International Symposium on Microarchitecture (MICRO), Dec 2010.
Parallel programming is hard, because it is impractical to test all
possible thread interleavings. One promising approach to improve a
multi-threaded program's reliability is to constrain a production
run's thread interleavings in such a way that untested interleavings
are avoided as much as possible. Such an approach would avoid
hard-to-test rare thread interleavings in production runs, and thereby
improve correctness. However, a key challenge in realizing this goal
is in determining thread interleaving constraints from the tested
correct interleavings, and enforcing them efficiently in production
In this paper, we propose a new method to determine thread interleaving constraints from the tested interleavings in the form of lifeguard transactions (LifeTxes).
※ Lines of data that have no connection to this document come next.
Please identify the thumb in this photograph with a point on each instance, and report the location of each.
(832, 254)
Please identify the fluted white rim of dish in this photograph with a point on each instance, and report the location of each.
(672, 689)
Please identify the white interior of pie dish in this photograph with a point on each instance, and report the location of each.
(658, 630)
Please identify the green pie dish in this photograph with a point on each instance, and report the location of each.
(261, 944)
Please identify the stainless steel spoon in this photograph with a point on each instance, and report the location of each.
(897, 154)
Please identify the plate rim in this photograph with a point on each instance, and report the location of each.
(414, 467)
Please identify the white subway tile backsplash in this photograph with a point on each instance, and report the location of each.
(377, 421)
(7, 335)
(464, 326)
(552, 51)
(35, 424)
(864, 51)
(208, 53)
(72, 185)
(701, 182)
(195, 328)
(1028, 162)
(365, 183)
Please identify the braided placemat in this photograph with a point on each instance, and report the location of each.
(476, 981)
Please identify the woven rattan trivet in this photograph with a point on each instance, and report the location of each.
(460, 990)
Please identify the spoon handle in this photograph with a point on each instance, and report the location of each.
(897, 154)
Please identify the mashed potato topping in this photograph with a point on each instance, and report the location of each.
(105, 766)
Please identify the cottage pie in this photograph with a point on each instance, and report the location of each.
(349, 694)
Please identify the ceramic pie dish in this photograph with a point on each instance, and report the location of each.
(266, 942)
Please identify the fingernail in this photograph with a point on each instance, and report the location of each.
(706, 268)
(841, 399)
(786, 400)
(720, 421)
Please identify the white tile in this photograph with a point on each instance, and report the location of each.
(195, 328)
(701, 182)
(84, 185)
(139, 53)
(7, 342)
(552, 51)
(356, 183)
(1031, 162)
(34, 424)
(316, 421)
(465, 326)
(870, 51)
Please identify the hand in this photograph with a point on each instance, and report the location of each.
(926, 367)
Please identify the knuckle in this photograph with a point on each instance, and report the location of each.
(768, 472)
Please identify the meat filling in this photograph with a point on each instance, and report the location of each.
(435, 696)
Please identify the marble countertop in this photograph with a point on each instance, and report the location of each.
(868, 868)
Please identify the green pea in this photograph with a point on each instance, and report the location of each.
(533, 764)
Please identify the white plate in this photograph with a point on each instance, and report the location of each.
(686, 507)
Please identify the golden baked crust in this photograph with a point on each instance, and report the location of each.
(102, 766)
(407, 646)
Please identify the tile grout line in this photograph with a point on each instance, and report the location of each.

An untested code region initially is contained in a single LifeTx. As the code region is tested for more thread interleavings, its original LifeTx is automatically split into multiple smaller LifeTxes so that those tested interleavings are permitted in a production run. The LifeTx interleaving constraints can be enforced efficiently using hardware transactional memory support.
We show that 12 out of 15 real concurrency bugs in programs like Apache, MySQL and Mozilla could be avoided using the proposed approach. LifeTx can also help improve the testing process. Instead of blindly stress testing as many rare interleavings as possible, testers and tools can prioritize their efforts on exposing more frequent interleavings for code regions contained in the largest LifeTx.